Xml Abuse

There are countless examples of XML abuse out there. Many of these examples seem to motivate people to come here and argue that XmlSucks, when what they are really arguing is that that particular use of XML sucks. Clearly, those examples do not belong in a discussion on whether or not XML sucks, but they are interesting nonetheless, and this page is a good place to discuss them.

Common abuses:


This page ended up more or less empty after refactoring the problems into patterns; should we keep it nonetheless?

Yes, please. We are still seeing plenty of folk (primarily Lispers, but there are others) who are arguing that XML is a bad technology because it doesn't do this or it doesn't do that or because the hype is harmful or because it is difficult to parse or because of some other characteristic. In point of fact, almost all of the objections to XML - as well as most technologies that draw fire on this Wiki - are based either on a lack of understanding of the proper use of XML or because some Wikizen has had a bad experience in the application of the technology. It's good to have a central clearinghouse to debunk some of this noise.


Using XML where a database would be more suited

One hint that you may be better off with a relational database is that there is no obvious hierarchy to your data. In particular, XML does not lend itself very well to represent many-to-many relationships. It can be done, of course, but prepare to


Using XML as a procedural language, the way Ant does, strikes me as XmlAbuse.

I disagree, first of all because Ant is ideally meant to be declarative, not procedural. A build file is a collection of named actions with parameters and possible sub-actions and/or sub-parameters. Coming up with a new syntax (like, one that requires a tab as the first character, for example) for this when XML is perfectly applicable would be silly.

The problem is that ant is not yet smart enough to figure out what you want it to do. Also, often you just want to do something, like copying files. And a declarative approach is, at best, unintuitive here. The XML gets shoehorned into some poor make imitation. I think this example is abuse of XML. ~~ Jan Seeger


(moved from a poorly named page)

Rendering datafiles human-readable helps no human read them because for even trivial datasets no human can keep track of all the complexity in the file.

So ExtensibleMarkupLanguage is really nothing but another IllusionOfControl. It's not only not a silver bullet, but for most practical purposes it increases system fragility and decreases system performance.

Anyone telling you otherwise is selling something.

Please offer examples or links to research backing up this claim. Otherwise, you are just HandWaving with no proof.


XML is certainly more readable to humans, and displayable by more tools than windows registry binary format. Nor is any special-purpose tool necessary, see PowerOfPlainText.

That simply depends on the tool you use to read it.

Doesn't everything? You have to use a tool to do anything with a computer; why is that a problem?
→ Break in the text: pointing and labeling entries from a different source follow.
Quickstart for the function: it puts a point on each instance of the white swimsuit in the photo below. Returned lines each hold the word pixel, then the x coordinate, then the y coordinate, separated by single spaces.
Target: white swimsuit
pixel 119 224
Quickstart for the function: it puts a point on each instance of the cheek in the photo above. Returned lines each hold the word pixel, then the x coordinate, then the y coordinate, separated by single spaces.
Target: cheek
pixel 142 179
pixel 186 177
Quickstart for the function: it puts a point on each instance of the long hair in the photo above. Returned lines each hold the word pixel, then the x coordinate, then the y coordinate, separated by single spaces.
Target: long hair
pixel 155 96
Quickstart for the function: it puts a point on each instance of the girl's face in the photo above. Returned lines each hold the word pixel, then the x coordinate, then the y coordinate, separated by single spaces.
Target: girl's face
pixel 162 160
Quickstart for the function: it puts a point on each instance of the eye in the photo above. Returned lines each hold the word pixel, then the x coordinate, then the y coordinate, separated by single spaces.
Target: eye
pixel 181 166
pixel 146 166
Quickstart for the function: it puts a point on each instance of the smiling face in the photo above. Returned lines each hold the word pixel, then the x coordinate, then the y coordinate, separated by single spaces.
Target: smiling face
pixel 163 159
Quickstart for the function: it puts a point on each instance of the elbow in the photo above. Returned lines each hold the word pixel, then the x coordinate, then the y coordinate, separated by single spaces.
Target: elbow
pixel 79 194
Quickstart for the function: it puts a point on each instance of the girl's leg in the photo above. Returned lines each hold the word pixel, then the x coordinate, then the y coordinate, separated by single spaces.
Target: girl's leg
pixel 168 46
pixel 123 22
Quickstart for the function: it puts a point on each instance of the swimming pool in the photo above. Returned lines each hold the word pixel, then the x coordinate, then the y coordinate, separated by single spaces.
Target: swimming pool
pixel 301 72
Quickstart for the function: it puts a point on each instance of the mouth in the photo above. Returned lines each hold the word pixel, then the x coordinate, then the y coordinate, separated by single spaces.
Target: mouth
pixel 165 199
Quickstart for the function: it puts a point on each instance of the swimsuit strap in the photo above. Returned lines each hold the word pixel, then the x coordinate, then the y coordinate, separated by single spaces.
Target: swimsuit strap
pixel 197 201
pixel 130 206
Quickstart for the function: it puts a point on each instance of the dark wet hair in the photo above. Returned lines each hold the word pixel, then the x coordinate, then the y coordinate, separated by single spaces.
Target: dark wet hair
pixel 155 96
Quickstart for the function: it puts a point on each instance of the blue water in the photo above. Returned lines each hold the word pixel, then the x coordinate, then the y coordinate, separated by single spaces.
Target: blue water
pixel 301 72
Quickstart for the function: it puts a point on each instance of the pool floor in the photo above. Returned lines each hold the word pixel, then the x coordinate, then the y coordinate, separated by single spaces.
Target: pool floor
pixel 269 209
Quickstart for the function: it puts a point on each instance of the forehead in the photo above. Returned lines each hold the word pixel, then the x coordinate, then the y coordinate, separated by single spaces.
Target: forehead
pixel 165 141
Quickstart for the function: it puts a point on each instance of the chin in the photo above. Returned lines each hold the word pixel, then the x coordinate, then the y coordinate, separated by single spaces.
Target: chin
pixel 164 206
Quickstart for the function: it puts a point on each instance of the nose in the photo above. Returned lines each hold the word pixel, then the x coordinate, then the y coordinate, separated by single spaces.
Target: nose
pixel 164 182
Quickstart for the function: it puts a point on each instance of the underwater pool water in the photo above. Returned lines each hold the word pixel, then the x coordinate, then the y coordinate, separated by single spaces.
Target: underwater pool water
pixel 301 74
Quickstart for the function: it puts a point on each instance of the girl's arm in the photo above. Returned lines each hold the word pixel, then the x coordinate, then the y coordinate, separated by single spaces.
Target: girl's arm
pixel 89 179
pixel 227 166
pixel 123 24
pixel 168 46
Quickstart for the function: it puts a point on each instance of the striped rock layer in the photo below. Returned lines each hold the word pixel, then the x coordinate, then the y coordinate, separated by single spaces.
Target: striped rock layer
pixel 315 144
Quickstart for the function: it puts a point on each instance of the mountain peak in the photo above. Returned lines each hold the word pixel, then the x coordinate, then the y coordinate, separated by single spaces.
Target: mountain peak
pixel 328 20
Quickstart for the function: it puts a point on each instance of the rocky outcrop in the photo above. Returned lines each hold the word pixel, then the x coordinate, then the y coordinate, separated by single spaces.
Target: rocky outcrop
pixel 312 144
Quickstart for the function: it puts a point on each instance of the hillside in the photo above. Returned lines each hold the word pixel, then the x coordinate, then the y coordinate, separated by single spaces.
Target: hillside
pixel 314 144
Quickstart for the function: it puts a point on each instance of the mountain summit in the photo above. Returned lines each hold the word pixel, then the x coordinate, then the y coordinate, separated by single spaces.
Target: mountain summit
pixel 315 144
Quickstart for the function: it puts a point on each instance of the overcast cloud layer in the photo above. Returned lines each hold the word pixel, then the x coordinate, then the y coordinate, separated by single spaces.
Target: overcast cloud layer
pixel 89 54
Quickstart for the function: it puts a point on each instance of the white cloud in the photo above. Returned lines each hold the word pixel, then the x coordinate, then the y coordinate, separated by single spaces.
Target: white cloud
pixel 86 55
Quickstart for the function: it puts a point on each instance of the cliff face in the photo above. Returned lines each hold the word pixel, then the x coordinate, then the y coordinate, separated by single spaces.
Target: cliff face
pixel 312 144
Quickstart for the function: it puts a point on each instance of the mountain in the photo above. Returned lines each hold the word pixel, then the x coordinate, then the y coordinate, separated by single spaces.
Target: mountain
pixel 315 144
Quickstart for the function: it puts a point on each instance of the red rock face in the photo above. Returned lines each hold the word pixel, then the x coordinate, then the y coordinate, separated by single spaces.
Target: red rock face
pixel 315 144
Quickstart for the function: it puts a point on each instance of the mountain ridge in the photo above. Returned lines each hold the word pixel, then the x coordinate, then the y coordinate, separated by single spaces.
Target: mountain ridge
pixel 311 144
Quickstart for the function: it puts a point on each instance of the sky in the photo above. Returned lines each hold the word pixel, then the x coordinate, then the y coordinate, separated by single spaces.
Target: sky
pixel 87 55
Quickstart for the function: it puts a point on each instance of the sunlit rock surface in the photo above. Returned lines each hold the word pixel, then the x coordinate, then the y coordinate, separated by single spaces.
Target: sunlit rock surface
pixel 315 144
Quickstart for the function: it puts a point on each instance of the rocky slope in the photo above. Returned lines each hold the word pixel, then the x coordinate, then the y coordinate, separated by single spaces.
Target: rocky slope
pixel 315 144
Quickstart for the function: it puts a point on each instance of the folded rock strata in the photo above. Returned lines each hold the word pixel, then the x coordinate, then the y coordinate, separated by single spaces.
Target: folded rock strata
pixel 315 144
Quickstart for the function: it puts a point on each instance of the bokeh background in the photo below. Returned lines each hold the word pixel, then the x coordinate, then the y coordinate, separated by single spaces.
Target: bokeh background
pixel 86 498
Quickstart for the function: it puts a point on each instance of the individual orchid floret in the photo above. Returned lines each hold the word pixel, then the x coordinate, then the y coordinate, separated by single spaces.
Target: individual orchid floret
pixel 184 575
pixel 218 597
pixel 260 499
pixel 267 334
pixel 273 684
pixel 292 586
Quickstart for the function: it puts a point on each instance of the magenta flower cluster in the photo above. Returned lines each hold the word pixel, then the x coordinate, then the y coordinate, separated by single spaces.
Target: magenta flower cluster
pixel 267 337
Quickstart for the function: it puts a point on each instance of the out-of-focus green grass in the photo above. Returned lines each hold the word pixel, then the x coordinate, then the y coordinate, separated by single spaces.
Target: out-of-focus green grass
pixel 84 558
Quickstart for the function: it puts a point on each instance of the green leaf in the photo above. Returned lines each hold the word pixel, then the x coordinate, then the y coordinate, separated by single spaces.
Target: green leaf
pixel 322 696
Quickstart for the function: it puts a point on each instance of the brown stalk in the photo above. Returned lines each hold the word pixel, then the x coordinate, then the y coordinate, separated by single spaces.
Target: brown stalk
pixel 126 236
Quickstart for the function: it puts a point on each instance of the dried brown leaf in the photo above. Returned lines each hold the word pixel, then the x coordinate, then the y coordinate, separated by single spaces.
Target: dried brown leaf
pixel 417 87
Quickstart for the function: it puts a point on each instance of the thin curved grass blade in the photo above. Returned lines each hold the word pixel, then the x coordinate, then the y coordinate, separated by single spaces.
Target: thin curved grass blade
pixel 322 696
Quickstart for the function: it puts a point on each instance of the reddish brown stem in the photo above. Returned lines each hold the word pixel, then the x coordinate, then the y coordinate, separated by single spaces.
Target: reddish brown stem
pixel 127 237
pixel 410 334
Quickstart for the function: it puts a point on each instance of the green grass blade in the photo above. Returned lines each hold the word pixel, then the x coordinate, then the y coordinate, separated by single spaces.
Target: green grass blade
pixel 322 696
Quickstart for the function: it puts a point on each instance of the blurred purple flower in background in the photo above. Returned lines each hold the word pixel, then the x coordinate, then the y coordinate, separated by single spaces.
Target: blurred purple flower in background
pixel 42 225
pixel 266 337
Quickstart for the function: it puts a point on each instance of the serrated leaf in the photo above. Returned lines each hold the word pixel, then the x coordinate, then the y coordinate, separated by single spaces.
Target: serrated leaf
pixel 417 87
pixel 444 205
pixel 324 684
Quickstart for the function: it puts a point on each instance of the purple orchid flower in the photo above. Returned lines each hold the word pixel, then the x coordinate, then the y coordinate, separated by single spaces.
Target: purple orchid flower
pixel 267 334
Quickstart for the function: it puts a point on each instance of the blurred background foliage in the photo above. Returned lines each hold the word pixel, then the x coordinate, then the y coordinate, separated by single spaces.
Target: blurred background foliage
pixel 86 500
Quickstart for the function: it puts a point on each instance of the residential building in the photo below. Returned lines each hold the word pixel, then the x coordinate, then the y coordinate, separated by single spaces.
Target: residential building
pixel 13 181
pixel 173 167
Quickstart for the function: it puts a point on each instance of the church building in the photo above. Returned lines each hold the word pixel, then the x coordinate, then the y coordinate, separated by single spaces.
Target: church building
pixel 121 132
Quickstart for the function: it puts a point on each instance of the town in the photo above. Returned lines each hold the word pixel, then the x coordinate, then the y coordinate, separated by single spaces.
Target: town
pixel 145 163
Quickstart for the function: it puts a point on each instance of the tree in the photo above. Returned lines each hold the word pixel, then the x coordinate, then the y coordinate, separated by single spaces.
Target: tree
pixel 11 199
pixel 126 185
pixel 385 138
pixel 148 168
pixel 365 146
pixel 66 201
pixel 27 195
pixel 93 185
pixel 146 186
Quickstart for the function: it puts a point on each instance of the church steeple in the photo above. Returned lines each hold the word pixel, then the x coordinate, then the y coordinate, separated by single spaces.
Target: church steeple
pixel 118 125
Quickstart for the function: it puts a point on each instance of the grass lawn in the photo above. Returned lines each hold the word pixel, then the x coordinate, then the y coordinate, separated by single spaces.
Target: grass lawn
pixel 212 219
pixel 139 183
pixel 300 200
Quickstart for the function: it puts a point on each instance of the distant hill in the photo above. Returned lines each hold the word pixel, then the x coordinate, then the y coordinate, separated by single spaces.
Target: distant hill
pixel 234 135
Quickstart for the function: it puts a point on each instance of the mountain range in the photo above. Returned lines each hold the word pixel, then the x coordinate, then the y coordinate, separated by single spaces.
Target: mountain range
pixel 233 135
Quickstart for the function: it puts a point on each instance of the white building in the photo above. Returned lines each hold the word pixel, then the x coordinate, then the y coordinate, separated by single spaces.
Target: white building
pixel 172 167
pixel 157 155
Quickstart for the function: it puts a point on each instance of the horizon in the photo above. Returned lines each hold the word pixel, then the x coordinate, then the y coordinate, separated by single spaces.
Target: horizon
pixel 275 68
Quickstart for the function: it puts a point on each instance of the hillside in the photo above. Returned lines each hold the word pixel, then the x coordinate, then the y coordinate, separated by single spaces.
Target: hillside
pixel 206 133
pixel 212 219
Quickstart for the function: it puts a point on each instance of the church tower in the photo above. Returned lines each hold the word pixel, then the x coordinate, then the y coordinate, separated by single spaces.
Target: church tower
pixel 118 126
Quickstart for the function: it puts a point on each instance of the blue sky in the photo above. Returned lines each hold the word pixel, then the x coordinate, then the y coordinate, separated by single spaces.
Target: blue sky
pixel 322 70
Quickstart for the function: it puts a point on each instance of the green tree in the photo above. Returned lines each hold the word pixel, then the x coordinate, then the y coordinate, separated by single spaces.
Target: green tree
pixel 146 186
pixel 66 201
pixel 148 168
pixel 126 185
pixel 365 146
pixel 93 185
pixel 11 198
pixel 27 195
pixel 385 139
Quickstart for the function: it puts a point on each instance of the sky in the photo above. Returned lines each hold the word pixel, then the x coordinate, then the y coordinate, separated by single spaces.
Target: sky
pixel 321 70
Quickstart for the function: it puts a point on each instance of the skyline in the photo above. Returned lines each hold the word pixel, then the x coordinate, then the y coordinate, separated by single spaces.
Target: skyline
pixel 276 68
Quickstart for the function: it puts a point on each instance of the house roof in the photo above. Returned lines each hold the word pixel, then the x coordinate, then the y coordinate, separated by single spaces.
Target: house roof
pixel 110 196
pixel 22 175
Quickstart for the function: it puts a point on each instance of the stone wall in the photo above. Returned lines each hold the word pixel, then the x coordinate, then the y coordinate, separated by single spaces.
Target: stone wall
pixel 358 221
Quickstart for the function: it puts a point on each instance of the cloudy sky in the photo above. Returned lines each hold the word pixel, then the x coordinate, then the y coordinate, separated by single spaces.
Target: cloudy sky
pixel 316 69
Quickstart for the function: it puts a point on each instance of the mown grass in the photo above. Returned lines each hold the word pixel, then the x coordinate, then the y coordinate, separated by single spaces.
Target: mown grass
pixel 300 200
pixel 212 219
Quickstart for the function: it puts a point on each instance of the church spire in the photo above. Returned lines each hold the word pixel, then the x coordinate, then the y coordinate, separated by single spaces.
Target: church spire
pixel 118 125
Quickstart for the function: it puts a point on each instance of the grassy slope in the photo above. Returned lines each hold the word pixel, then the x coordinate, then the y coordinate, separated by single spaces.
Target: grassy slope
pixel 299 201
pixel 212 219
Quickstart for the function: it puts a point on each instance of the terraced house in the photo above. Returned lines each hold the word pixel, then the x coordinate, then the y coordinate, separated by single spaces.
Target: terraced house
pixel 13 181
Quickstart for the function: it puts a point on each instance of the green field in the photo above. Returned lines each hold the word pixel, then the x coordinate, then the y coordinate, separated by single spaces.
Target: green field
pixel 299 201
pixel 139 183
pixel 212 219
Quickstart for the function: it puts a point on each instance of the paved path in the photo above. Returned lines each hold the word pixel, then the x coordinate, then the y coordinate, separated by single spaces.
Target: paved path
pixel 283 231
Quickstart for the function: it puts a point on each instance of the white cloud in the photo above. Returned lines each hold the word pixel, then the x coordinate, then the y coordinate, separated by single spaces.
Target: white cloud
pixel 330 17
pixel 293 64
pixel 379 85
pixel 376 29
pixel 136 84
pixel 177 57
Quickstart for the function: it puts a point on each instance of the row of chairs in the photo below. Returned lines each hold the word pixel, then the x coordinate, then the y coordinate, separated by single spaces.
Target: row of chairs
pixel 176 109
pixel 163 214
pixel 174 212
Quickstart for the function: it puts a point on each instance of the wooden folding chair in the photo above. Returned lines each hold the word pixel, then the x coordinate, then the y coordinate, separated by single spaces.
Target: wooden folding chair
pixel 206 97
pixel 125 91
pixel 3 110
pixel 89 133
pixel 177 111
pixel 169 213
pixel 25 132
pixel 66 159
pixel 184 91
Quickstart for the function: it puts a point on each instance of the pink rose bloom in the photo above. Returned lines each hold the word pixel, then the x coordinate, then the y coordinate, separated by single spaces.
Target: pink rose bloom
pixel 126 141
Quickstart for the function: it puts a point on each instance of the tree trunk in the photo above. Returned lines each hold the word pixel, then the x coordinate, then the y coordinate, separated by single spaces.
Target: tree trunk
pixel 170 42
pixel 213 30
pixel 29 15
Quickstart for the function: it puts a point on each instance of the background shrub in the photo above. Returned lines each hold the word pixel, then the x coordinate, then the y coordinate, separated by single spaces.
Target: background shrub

And with XML (or plain text) I don't need a different tool per format


I'm afraid this is missing the point. Yes, of course, you can read text with any tool. The trouble is the text doesn't mean any more to you than the original binary did. No one ever pages through an XML text file trying to understand what's in it. You don't, I don't, your customers don't - no one does.

So the data may as well be a binary standard. XML is hyped as some kind of universal data language, but it doesn't do anything for the data but formalize its' alphabet a little. The ontologies represented by the data are still hidden, implicit in the combinatorial relationships between each element.

And for this imaginary benefit of "readable data" we're going to retool everything yet another time? What's the bloody point?


I think that's an underestimation of the final users.

Anyways you can't expect XML (or any other input method) to do all the work itself, if you want users to be able to use it just describe them how your file's elements and attributes work, just a reference specification file would help.


There are 6 dubious BenefitsOfXml.


text doesn't mean any more to you than the original binary did

Disagreed. Which is more meaningful to the developer who has to update this file?

 <book>
  <ID>3049</ID>
  <year>1992</year>
  <ISBN>83948301982</ISBN>
  <title>Nanotechnology</title>
  <author>B. D. Thispin</author>
  <edition>1</edition>
  <pages>266</pages>
 </book>
...or...

 BE9199283948301982NanotechnologyB. D. Thispin1266
Depends on what tool the developer is using. But see the real BenefitsOfXml to understand why your format is preferable.

Also, XML has parsers that actually work, unlike everyone's almost but not quite correct CommaSeparatedValues parsers, or the endless binary formats that get messed up when moving from system to system.

You know, there is a third option ...
  :  book{
  :ID{3049}
  :year{1992}
  :ISBN{83948301982}
  :title{Nanotechnology}
  :author{B. D. Thispin}
  :edition{1}
  :pages{266}
  :  }
This is readable, parseable, and weighs substantially less than XML.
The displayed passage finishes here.